O número de transplantes de medula óssea cresceu 12,72% no Rio Grande do Norte entre 2024 e 2025, de 165 para 186, segundo dados levantados pela Central Estadual de Transplantes do RN, vinculada à Secretaria de Estado da Saúde Pública (Sesap). Para a nefrologista Rogéria Nunes, coordenadora da Central, o aumento pode ser explicado pela inclusão de mais unidades de saúde onde o procedimento é realizado.
De 2019 – quando houve 97 procedimentos – a 2025, o número de transplantes de medula quase dobrou. “Aumentamos o número de hospitais que fazem transplante de medula. Antes era só o Hospital Rio Grande, e a partir do ano passado começou também na Liga [Contra o Câncer] e na [Casa de Saúde] São Lucas. E também houve aumento do número de leitos para o transplante nesses hospitais”, explica Nunes.
Somente o Hospital Rio Grande responde por 154 desses procedimentos em 2025, segundo informou em comunicado à imprensa. Entre 2017 e 2025, a unidade realizou 949 transplantes. Parcela significativa desse número foi realizada por meio do Sistema Único de Saúde (SUS).
Atualmente, 16 pessoas aguardam na fila para receber um transplante de medula óssea no RN. Rogéria Nunes explica que existem dois tipos de doadores: os aparentados, que são familiares que doam para outra pessoa da família com leucemia ou mieloma; e o doador cadastrado no banco nacional de medula óssea, por meio do site do Registro Brasileiro de Doadores Voluntários de Medula Óssea (Redome).
Para ela, o gesto de doação salva vidas. “É como se fosse uma loteria. [A pessoa que precisa de transplante] tem que encontrar uma pessoa que seja muito compatível. Quanto mais pessoas estiverem registradas no Redome, maior a probabilidade de encontrar alguém compatível e essa medula chegar a tempo”.
No RN, o doador tem sua amostra de sangue coletada no Hemonorte. Nunes detalha que, ao ser identificado como compatível, o doador passa por uma punção na medula óssea sob anestesia local.
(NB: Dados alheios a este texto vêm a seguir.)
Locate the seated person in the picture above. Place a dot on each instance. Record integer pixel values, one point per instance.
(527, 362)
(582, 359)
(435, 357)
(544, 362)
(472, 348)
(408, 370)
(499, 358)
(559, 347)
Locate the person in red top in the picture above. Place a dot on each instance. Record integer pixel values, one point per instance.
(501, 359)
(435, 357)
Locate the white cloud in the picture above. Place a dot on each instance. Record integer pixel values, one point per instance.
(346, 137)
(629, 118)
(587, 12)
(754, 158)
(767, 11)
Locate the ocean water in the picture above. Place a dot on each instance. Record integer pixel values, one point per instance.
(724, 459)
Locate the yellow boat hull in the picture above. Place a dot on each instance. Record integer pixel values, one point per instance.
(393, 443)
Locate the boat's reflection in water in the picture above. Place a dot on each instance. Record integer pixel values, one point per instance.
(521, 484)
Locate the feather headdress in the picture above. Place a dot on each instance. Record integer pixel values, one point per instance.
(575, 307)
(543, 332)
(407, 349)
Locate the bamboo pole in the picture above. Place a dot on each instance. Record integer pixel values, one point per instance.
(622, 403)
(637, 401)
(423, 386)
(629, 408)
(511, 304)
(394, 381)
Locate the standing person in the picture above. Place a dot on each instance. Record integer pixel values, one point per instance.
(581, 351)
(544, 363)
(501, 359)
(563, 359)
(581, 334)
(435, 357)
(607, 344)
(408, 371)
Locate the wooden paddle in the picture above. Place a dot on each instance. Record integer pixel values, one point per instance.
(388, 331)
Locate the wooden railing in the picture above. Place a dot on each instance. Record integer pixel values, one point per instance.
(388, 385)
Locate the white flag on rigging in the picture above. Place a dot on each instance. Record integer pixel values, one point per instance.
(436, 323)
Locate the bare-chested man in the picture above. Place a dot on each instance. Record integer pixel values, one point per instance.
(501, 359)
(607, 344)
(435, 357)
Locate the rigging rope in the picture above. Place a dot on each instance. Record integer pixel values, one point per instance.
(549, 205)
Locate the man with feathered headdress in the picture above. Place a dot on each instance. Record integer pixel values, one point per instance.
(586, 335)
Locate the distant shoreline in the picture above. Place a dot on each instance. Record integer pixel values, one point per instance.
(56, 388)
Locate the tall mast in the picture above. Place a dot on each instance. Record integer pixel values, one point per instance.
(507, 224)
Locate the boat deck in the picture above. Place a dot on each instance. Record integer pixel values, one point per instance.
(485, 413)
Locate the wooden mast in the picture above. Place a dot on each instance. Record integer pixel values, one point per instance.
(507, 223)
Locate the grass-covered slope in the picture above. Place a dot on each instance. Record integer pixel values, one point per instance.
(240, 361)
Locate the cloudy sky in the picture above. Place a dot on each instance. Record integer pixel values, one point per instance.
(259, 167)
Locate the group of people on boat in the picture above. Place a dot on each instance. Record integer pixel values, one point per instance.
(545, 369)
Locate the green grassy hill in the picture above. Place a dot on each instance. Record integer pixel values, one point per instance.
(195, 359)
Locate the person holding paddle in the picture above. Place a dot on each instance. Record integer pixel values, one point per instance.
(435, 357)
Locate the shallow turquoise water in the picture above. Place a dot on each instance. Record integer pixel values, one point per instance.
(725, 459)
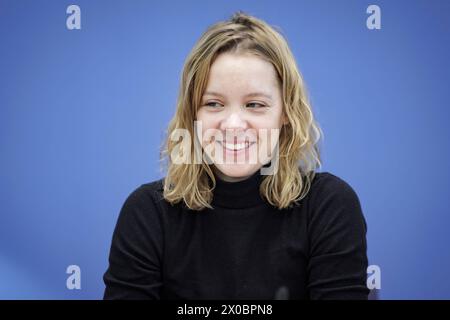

O material coletado é processado e infundido no receptor como uma transfusão de sangue. O sistema é nacional, permitindo que um doador de Natal ajude um paciente em São Paulo, por exemplo.
Ainda em vida, a pessoa pode doar órgãos e tecidos como a medula óssea e o rim. É essencial buscar orientação profissional para conhecer o procedimento e realizá-lo de modo seguro. A autorização da família é necessária no caso de doação de múltiplos órgãos, quando o doador morreu.
O número total de transplantes de órgãos foi de 426 no estado em 2025. O transplante de medula liderou os procedimentos, seguido por transplante de córnea (183) e rim (56). Houve um transplante de coração e nenhum de pele. Já em 2024, esses números foram, respectivamente: 165, 198, 60, um e zero. O aumento entre 2019 e 2025 foi de 36,53% – de 312 para 426.
Rosali Cortez, presidente da associação Hatmo-RN (Humanização e Apoio ao Transplantado de Medula Óssea do Rio Grande do Norte), define o ato como “a diferença entre a vida e a morte”. Para ela, “doar medula óssea é imitar Jesus, que nos salvou derramando todo o sangue. E a gente derrama só 10% para salvar uma vida, que é o máximo que a gente pode doar”.
A Hatmo-RN é uma associação beneficente que acolhe, apoia e sustenta pacientes e familiares durante o processo do transplante de medula óssea. Cortez explica que a entidade é formada por transplantados e por pessoas voluntárias. “Apoiamos pacientes encaminhados para o transplante. O hospital encaminha para a gente esse paciente, e damos o apoio que eles precisam”.
Para dar esse suporte, a Hatmo-RN conta com duas casas de apoio para hospedar os transplantados que vêm de outras cidades, prepara enxovais e entrega cesta básica contendo itens essenciais para quem faz o transplante. Além disso, tem uma equipe multidisciplinar para apoiar os pacientes e suas famílias.
A associação existe há 18 anos, e nesse período Cortez vê avanços na conscientização e na publicidade do ato de doar, o que contribuiu com o aumento dos transplantes. “Tem aumentado o número de cadastros de doadores, o número de transplantes e a sobrevida”.